Earlier this month, government researchers released preliminary results from a multiyear study of the impact of various blends, including 15 percent and 20 percent ethanol, on vehicles and other types of engines. (The findings will be critical to receiving the Environmental Protection Agency's approval for any future changes). According to Brian West, the study's lead author and a researcher at the Department of Energy's Oak Ridge National Laboratory in Tennessee, the findings "were not discouraging, but we need to stress there is more testing to be done."
On the positive side, overall emission levels didn't change dramatically with ethanol content, nor did researchers detect any serious operability problems, such as fuel leaks or the appearance of malfunction indicator lights.
But, as the researchers noted, it's future tests that pose a greater likelihood of revealing problems. The first tests were carried out in a relatively short time frame. Most test vehicles logged only a few hundred miles. Serious problems, most experts say, won't arise until cars accumulate significant mileage over a longer period of time. Over the next year, West and his colleagues will be running 80 test vehicles for at least 50,000 miles each, long enough to begin to detect problems with structural components or emissions-system deterioration.

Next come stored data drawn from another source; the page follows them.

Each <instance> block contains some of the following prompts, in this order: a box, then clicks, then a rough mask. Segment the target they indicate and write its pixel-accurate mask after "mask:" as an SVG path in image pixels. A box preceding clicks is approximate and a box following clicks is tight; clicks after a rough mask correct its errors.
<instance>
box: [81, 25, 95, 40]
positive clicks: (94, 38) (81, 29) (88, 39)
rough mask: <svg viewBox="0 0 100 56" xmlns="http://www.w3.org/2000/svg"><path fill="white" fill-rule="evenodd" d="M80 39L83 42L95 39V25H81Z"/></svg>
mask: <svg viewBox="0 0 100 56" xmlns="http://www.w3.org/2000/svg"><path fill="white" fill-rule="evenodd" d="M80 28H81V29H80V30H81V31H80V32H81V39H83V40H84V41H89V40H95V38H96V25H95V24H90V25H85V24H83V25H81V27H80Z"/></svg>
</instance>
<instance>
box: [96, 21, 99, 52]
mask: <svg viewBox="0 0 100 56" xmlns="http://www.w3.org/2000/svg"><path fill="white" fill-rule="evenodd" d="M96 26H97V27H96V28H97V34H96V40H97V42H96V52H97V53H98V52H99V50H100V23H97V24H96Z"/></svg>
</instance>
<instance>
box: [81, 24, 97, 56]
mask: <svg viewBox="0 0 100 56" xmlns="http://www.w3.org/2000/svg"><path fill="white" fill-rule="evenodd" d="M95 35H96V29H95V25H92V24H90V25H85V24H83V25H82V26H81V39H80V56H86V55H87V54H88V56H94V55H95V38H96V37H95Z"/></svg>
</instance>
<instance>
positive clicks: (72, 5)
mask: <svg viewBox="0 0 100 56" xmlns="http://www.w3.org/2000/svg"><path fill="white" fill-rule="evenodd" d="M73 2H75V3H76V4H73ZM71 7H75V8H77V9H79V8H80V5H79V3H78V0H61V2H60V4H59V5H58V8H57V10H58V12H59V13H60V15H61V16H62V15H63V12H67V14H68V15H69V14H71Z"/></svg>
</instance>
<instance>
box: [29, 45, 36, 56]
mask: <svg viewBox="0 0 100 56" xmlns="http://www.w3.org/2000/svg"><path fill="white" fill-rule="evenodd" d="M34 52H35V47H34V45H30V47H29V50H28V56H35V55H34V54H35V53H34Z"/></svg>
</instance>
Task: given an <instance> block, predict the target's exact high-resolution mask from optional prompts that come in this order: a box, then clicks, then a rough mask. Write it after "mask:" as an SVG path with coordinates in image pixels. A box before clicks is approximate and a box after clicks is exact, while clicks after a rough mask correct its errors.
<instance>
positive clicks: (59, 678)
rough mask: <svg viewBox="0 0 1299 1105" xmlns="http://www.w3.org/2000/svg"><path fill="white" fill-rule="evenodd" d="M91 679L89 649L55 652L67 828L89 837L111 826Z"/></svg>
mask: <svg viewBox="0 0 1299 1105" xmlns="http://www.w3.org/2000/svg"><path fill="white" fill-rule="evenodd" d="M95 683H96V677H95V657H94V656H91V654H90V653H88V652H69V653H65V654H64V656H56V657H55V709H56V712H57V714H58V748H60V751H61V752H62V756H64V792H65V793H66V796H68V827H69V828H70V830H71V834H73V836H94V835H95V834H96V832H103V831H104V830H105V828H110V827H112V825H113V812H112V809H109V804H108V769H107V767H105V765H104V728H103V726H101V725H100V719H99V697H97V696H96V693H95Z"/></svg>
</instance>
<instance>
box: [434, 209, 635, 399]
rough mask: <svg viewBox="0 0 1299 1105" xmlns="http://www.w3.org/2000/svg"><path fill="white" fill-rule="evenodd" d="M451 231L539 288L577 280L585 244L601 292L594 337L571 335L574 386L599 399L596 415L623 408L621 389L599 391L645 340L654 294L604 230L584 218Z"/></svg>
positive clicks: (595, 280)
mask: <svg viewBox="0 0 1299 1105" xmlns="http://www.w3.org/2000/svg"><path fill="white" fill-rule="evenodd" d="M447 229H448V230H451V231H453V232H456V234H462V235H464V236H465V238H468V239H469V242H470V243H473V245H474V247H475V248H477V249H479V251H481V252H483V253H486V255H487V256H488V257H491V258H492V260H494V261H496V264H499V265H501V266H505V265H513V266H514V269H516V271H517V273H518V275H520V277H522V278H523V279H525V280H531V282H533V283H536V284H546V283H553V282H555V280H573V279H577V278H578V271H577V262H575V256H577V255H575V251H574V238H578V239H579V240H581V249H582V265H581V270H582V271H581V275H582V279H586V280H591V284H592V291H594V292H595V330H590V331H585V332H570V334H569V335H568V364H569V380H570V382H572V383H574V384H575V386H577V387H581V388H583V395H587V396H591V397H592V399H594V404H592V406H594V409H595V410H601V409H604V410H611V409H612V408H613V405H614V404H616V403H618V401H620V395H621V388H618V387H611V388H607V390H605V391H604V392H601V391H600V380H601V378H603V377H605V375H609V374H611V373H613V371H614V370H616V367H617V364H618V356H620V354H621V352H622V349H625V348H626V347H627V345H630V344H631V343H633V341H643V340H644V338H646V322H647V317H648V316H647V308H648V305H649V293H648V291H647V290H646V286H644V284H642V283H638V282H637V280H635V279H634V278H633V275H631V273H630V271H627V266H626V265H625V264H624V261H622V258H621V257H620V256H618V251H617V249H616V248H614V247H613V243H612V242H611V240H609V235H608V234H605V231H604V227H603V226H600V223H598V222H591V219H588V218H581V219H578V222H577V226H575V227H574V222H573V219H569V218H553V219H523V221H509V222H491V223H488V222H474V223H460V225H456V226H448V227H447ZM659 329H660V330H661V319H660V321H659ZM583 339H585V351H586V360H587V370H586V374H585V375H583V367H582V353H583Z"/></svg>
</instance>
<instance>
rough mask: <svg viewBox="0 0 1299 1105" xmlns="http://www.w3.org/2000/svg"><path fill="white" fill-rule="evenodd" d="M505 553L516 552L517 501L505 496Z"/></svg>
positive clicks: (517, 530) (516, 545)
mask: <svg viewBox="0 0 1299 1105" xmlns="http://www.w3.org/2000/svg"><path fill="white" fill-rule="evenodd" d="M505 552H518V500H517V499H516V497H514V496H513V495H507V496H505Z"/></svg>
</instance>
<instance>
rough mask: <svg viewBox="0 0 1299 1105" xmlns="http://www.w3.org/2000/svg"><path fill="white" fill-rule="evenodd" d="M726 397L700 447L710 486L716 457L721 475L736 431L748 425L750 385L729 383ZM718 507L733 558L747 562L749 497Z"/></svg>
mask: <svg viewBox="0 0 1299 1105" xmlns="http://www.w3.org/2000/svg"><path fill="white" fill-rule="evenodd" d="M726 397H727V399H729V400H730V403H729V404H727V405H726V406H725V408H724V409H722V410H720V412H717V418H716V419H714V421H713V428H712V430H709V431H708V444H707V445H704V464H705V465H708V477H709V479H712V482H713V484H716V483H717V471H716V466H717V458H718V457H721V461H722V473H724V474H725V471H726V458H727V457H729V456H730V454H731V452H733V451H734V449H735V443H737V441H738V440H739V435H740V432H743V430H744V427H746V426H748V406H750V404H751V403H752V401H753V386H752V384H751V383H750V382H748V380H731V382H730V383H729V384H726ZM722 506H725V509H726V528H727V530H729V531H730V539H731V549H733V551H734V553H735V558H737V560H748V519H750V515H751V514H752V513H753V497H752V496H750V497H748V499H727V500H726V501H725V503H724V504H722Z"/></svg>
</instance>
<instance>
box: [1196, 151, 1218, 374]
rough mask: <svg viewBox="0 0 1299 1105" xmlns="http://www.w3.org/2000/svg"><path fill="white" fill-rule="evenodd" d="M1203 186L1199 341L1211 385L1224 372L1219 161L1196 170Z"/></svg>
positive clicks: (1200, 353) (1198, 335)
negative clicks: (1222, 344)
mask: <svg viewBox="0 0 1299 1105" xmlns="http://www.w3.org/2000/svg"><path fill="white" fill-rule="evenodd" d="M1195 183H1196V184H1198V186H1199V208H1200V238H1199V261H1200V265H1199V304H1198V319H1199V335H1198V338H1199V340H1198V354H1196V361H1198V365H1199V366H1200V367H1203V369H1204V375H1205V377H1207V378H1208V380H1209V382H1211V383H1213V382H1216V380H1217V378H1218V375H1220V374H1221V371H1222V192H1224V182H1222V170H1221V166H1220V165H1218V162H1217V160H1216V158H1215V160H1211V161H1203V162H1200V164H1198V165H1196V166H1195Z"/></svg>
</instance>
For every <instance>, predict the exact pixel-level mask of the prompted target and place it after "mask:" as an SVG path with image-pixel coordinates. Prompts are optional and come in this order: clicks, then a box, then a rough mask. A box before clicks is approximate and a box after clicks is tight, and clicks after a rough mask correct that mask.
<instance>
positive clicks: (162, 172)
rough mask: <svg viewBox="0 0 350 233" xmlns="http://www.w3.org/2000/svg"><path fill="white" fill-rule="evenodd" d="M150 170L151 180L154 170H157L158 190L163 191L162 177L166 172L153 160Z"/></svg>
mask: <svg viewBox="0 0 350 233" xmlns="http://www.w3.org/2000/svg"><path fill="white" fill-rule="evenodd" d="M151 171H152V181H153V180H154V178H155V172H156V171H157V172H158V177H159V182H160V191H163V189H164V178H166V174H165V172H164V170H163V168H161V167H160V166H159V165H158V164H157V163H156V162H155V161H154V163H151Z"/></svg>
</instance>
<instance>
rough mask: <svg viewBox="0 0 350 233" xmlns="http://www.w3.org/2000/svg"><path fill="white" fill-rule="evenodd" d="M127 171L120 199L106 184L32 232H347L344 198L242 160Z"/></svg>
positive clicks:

Automakers will be watching the results closely. High-mileage tests done in Australia within the past few years on 20 percent ethanol blends revealed significant performance issues, including rusting of some components and catalyst damage. One of the main problems, the tests found, is that ethanol raises the temperature at which reactions take place inside the car and can therefore accelerate damage and decay.
The preliminary DOE results released this month also showed an increase in catalyst temperatures under certain conditions, raising concerns among automakers. "The way this process works is that a small change in temperature produces a very large change in behavior," says Coleman Jones, General Motors' manager for biofuels implementation. "The bottom line is that we need to test it. We need to test it thoroughly, because these guys are proposing to change gasoline for all of us, forever."
GM and other automakers say they aren't opposed to putting ethanol in their cars but would prefer to see it used in flex-fuel vehicles, which usually run on E-85, a blend of 85 percent ethanol and 15 percent gasoline or other hydrocarbons. Flex-fuel vehicles are a growing market in the United States, but relatively few gas stations carry E-85. "We've said we're not a 'no' to E-20," Jones said, but he added that ethanol blending mandates adopted by Congress last year—36 billion gallons of ethanol by 2022—are not going to be met without the use of flex-fuel vehicles.